(HealthDay)—A suite of ready-to-eat bioactive snacks can meaningfully reduce cholesterol in patients unwilling or unable to take statin drugs, according to a study published Jan. 26 in the Journal of Nutrition.
Stephen L. Kopecky, M.D., from the Mayo Clinic in Rochester, Minnesota, and colleagues evaluated the effect of snacks containing a compendium of functional bioactives (≥5 g fiber, 1,000 mg ω-3 fatty acids, 1,000 mg phytosterols, and 1,800 μmol antioxidants per serving) on fasting low-density lipoprotein (LDL) cholesterol in statin candidates unwilling to use or intolerant to statin drugs.
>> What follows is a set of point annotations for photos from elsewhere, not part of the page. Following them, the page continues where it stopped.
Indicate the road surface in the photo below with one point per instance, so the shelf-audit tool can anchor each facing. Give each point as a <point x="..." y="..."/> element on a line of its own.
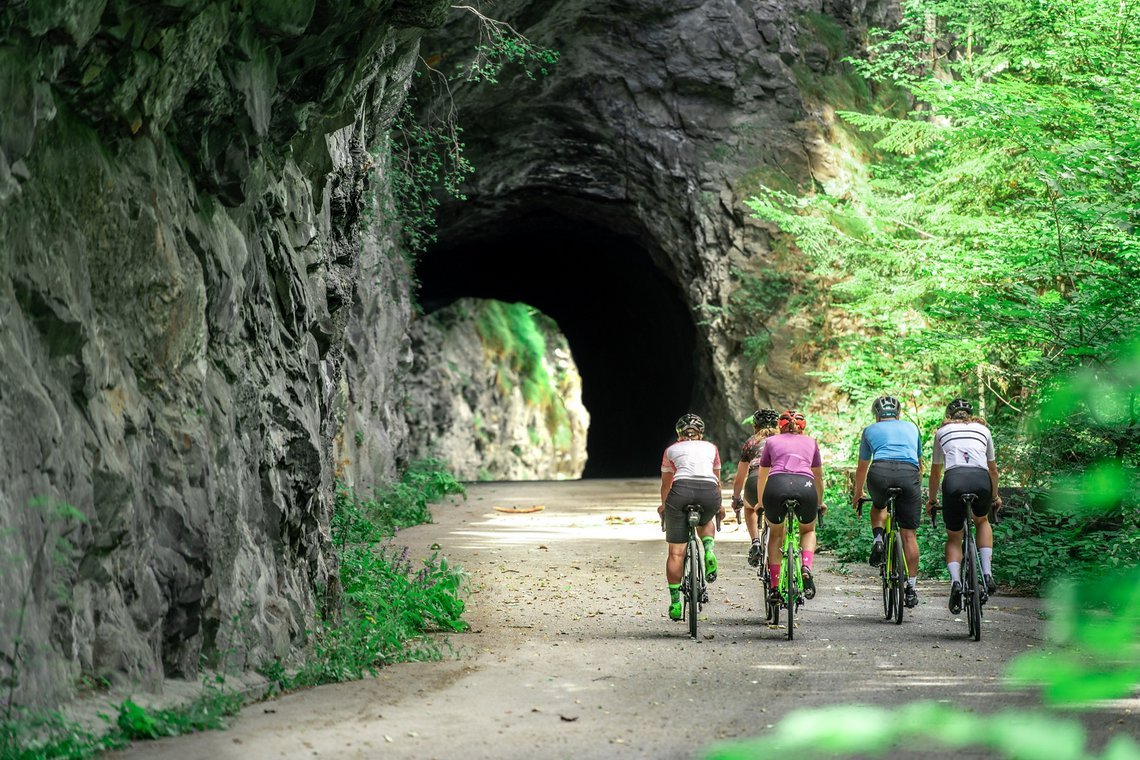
<point x="570" y="653"/>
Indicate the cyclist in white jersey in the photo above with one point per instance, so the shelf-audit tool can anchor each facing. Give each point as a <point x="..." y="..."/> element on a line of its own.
<point x="690" y="474"/>
<point x="965" y="448"/>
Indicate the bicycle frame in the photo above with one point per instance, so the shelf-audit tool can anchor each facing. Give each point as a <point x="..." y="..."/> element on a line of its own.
<point x="895" y="557"/>
<point x="693" y="594"/>
<point x="974" y="590"/>
<point x="791" y="577"/>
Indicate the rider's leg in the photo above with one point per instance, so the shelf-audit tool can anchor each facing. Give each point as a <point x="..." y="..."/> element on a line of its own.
<point x="954" y="555"/>
<point x="911" y="552"/>
<point x="985" y="540"/>
<point x="708" y="537"/>
<point x="751" y="522"/>
<point x="675" y="563"/>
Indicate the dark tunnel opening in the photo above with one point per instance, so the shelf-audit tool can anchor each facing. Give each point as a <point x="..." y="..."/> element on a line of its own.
<point x="630" y="332"/>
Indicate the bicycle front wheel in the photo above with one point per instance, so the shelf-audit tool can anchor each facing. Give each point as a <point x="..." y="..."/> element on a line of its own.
<point x="972" y="593"/>
<point x="888" y="598"/>
<point x="694" y="587"/>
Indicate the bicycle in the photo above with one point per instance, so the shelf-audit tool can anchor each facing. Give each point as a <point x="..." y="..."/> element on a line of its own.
<point x="974" y="590"/>
<point x="791" y="578"/>
<point x="762" y="571"/>
<point x="694" y="594"/>
<point x="893" y="572"/>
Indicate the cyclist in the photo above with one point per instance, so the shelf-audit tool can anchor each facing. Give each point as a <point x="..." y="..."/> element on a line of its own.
<point x="965" y="447"/>
<point x="890" y="456"/>
<point x="791" y="468"/>
<point x="743" y="487"/>
<point x="690" y="474"/>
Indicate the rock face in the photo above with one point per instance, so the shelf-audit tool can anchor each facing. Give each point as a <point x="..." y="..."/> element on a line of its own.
<point x="181" y="248"/>
<point x="489" y="415"/>
<point x="660" y="119"/>
<point x="202" y="327"/>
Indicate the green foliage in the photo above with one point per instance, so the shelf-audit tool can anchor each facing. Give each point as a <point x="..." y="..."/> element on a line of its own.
<point x="206" y="712"/>
<point x="391" y="607"/>
<point x="755" y="300"/>
<point x="422" y="157"/>
<point x="860" y="729"/>
<point x="31" y="734"/>
<point x="1093" y="623"/>
<point x="514" y="334"/>
<point x="499" y="45"/>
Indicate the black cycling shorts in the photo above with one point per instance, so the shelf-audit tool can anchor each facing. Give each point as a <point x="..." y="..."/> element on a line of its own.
<point x="684" y="492"/>
<point x="897" y="474"/>
<point x="750" y="496"/>
<point x="959" y="481"/>
<point x="782" y="487"/>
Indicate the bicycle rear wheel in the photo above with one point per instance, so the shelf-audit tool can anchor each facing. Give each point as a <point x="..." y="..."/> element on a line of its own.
<point x="888" y="598"/>
<point x="694" y="587"/>
<point x="972" y="593"/>
<point x="896" y="577"/>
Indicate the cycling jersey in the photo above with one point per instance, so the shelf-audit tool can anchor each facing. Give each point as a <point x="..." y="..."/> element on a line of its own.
<point x="790" y="452"/>
<point x="890" y="440"/>
<point x="963" y="444"/>
<point x="692" y="460"/>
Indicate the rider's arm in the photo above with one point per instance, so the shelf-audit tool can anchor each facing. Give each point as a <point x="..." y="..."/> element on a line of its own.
<point x="666" y="484"/>
<point x="762" y="477"/>
<point x="934" y="483"/>
<point x="738" y="483"/>
<point x="861" y="477"/>
<point x="993" y="482"/>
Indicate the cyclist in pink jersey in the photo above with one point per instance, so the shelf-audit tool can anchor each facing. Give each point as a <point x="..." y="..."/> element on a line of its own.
<point x="791" y="468"/>
<point x="690" y="474"/>
<point x="743" y="488"/>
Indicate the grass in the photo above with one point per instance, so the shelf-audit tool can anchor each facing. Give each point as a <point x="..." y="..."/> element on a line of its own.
<point x="391" y="609"/>
<point x="38" y="734"/>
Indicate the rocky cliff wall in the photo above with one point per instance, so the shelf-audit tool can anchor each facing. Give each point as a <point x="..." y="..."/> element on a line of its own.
<point x="489" y="415"/>
<point x="659" y="121"/>
<point x="184" y="277"/>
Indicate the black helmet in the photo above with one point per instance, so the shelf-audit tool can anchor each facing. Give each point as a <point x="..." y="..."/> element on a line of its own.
<point x="791" y="418"/>
<point x="885" y="406"/>
<point x="690" y="423"/>
<point x="765" y="418"/>
<point x="959" y="406"/>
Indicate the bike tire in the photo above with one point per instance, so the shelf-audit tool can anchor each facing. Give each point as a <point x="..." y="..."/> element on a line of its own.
<point x="974" y="595"/>
<point x="888" y="598"/>
<point x="792" y="593"/>
<point x="694" y="587"/>
<point x="897" y="580"/>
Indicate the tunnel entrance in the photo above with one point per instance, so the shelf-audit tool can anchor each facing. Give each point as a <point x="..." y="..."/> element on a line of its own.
<point x="630" y="332"/>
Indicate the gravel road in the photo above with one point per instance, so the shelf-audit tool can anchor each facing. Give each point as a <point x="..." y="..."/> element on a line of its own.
<point x="570" y="654"/>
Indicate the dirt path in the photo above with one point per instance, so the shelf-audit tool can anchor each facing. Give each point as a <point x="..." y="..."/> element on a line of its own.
<point x="570" y="654"/>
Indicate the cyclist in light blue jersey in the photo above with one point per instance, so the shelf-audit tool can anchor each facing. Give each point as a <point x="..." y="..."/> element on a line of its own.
<point x="890" y="456"/>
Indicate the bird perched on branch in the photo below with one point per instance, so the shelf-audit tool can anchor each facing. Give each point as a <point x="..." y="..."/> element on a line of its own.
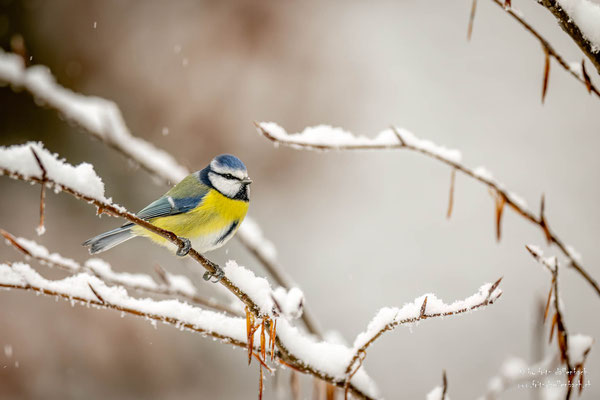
<point x="205" y="210"/>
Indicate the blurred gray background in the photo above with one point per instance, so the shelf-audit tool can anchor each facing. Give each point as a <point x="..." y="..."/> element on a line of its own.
<point x="356" y="231"/>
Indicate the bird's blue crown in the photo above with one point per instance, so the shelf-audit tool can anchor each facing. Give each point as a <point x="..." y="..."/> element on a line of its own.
<point x="228" y="161"/>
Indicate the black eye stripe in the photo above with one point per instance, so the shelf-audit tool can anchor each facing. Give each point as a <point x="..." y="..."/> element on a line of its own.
<point x="227" y="176"/>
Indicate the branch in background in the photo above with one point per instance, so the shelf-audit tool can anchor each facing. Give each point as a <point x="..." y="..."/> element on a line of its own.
<point x="294" y="349"/>
<point x="574" y="69"/>
<point x="424" y="307"/>
<point x="440" y="392"/>
<point x="328" y="138"/>
<point x="573" y="349"/>
<point x="173" y="285"/>
<point x="579" y="19"/>
<point x="515" y="371"/>
<point x="102" y="119"/>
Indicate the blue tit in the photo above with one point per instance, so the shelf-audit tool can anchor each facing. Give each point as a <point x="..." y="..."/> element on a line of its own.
<point x="207" y="207"/>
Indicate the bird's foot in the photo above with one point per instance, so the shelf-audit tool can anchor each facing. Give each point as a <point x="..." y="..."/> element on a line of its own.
<point x="185" y="248"/>
<point x="218" y="274"/>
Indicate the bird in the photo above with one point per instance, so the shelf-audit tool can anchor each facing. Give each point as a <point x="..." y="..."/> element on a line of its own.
<point x="204" y="210"/>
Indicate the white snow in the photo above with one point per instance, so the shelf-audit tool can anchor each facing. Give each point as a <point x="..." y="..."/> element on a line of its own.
<point x="103" y="118"/>
<point x="42" y="253"/>
<point x="411" y="311"/>
<point x="586" y="16"/>
<point x="579" y="345"/>
<point x="251" y="234"/>
<point x="78" y="286"/>
<point x="437" y="394"/>
<point x="290" y="302"/>
<point x="98" y="115"/>
<point x="82" y="178"/>
<point x="258" y="289"/>
<point x="336" y="138"/>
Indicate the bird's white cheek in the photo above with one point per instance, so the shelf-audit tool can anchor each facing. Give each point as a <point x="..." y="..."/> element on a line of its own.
<point x="225" y="186"/>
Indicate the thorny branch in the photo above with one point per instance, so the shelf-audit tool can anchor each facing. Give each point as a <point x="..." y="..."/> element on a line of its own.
<point x="548" y="49"/>
<point x="571" y="28"/>
<point x="167" y="289"/>
<point x="558" y="324"/>
<point x="506" y="196"/>
<point x="284" y="354"/>
<point x="360" y="353"/>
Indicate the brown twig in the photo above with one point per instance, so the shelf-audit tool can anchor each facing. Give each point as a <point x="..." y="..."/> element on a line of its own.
<point x="166" y="289"/>
<point x="491" y="183"/>
<point x="547" y="46"/>
<point x="283" y="352"/>
<point x="451" y="194"/>
<point x="572" y="29"/>
<point x="41" y="228"/>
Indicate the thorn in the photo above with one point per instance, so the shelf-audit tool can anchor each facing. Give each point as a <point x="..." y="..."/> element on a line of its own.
<point x="445" y="385"/>
<point x="96" y="294"/>
<point x="471" y="19"/>
<point x="494" y="287"/>
<point x="546" y="73"/>
<point x="586" y="77"/>
<point x="162" y="274"/>
<point x="451" y="195"/>
<point x="423" y="307"/>
<point x="398" y="135"/>
<point x="500" y="202"/>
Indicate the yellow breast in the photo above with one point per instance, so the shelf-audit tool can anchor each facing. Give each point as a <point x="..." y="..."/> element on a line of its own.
<point x="213" y="215"/>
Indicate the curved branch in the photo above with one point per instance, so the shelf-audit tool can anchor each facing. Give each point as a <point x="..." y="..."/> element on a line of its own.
<point x="141" y="282"/>
<point x="569" y="25"/>
<point x="396" y="139"/>
<point x="548" y="47"/>
<point x="103" y="120"/>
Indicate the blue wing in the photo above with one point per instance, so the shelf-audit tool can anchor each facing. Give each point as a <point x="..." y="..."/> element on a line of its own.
<point x="185" y="196"/>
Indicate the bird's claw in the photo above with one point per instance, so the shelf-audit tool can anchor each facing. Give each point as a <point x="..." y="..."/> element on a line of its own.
<point x="218" y="274"/>
<point x="184" y="249"/>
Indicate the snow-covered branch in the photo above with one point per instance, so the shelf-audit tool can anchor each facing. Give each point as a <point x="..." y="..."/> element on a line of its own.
<point x="294" y="349"/>
<point x="170" y="285"/>
<point x="579" y="19"/>
<point x="102" y="119"/>
<point x="324" y="138"/>
<point x="575" y="69"/>
<point x="423" y="307"/>
<point x="572" y="349"/>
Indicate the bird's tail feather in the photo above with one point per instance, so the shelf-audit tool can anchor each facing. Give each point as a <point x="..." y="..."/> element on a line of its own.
<point x="108" y="240"/>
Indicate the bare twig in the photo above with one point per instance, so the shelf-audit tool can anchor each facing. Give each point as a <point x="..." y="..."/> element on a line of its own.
<point x="41" y="229"/>
<point x="490" y="298"/>
<point x="451" y="194"/>
<point x="558" y="324"/>
<point x="167" y="289"/>
<point x="114" y="133"/>
<point x="547" y="46"/>
<point x="284" y="353"/>
<point x="573" y="30"/>
<point x="508" y="197"/>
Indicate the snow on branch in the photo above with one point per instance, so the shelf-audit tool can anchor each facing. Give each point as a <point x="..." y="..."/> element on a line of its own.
<point x="261" y="300"/>
<point x="579" y="19"/>
<point x="573" y="349"/>
<point x="103" y="119"/>
<point x="88" y="289"/>
<point x="171" y="285"/>
<point x="326" y="138"/>
<point x="423" y="307"/>
<point x="575" y="69"/>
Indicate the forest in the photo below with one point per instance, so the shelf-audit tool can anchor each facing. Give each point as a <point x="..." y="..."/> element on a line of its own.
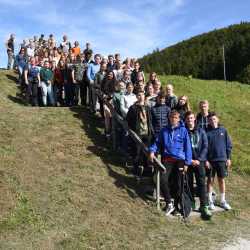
<point x="202" y="56"/>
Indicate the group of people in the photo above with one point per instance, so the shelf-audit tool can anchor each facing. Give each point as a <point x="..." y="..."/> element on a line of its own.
<point x="194" y="144"/>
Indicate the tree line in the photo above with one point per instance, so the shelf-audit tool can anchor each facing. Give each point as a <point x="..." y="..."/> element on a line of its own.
<point x="202" y="55"/>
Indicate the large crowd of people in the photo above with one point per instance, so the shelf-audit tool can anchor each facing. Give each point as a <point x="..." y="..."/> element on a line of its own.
<point x="52" y="74"/>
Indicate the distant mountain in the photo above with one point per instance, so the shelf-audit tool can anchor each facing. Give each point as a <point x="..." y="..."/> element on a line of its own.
<point x="202" y="55"/>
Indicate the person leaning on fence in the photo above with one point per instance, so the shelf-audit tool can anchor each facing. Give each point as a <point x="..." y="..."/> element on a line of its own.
<point x="174" y="145"/>
<point x="199" y="145"/>
<point x="219" y="159"/>
<point x="140" y="121"/>
<point x="32" y="81"/>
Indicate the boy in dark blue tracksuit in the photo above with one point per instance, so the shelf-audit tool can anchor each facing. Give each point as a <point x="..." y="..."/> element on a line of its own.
<point x="199" y="145"/>
<point x="219" y="154"/>
<point x="174" y="145"/>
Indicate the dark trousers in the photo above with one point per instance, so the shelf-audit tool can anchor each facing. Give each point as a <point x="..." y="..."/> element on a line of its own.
<point x="69" y="93"/>
<point x="171" y="181"/>
<point x="76" y="90"/>
<point x="200" y="174"/>
<point x="84" y="91"/>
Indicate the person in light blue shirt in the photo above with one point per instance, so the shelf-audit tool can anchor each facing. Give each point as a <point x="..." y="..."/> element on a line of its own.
<point x="92" y="70"/>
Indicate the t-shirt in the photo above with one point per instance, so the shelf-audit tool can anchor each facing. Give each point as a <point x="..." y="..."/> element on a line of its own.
<point x="76" y="51"/>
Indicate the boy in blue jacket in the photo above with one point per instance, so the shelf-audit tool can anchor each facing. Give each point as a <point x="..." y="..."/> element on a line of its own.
<point x="219" y="154"/>
<point x="174" y="145"/>
<point x="199" y="145"/>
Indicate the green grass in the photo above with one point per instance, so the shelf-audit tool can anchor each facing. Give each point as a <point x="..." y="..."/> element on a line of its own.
<point x="61" y="186"/>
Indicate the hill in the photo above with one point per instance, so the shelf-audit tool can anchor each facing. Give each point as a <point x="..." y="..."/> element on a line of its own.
<point x="202" y="55"/>
<point x="61" y="186"/>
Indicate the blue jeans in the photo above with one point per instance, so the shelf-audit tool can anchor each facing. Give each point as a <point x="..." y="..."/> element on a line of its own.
<point x="47" y="92"/>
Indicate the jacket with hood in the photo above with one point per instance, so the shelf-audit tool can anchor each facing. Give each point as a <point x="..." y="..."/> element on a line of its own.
<point x="219" y="144"/>
<point x="174" y="142"/>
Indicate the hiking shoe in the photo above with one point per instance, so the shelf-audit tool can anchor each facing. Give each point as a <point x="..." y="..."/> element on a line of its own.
<point x="225" y="205"/>
<point x="211" y="206"/>
<point x="169" y="209"/>
<point x="205" y="213"/>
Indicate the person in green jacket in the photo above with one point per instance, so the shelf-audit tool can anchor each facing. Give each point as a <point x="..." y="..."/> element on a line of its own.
<point x="46" y="76"/>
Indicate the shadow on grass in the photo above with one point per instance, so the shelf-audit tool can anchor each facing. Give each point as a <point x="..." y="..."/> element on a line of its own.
<point x="19" y="99"/>
<point x="113" y="161"/>
<point x="12" y="78"/>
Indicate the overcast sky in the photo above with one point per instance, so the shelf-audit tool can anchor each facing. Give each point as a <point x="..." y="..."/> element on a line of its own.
<point x="133" y="28"/>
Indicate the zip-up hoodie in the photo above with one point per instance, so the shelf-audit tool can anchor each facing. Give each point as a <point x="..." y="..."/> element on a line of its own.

For four weeks, 18 men and 36 women used these ready-to-eat snacks as a substitute twice daily.
The researchers found that LDL cholesterol was lowered by a mean of 8.80 percent and total cholesterol dropped a mean of 5.08 percent with treatment foods versus control foods. No other analytes changed with the treatment snacks. There were no significant associations between single-nucleotide polymorphisms and outcomes. Compliance with study snacks was 95 percent.
“Consumption of hedonically acceptable snacks containing a compendium of cholesterol-lowering bioactive compounds can rapidly and meaningfully reduce LDL cholesterol in adult patients unable or unwilling to take statin drugs,” the authors write.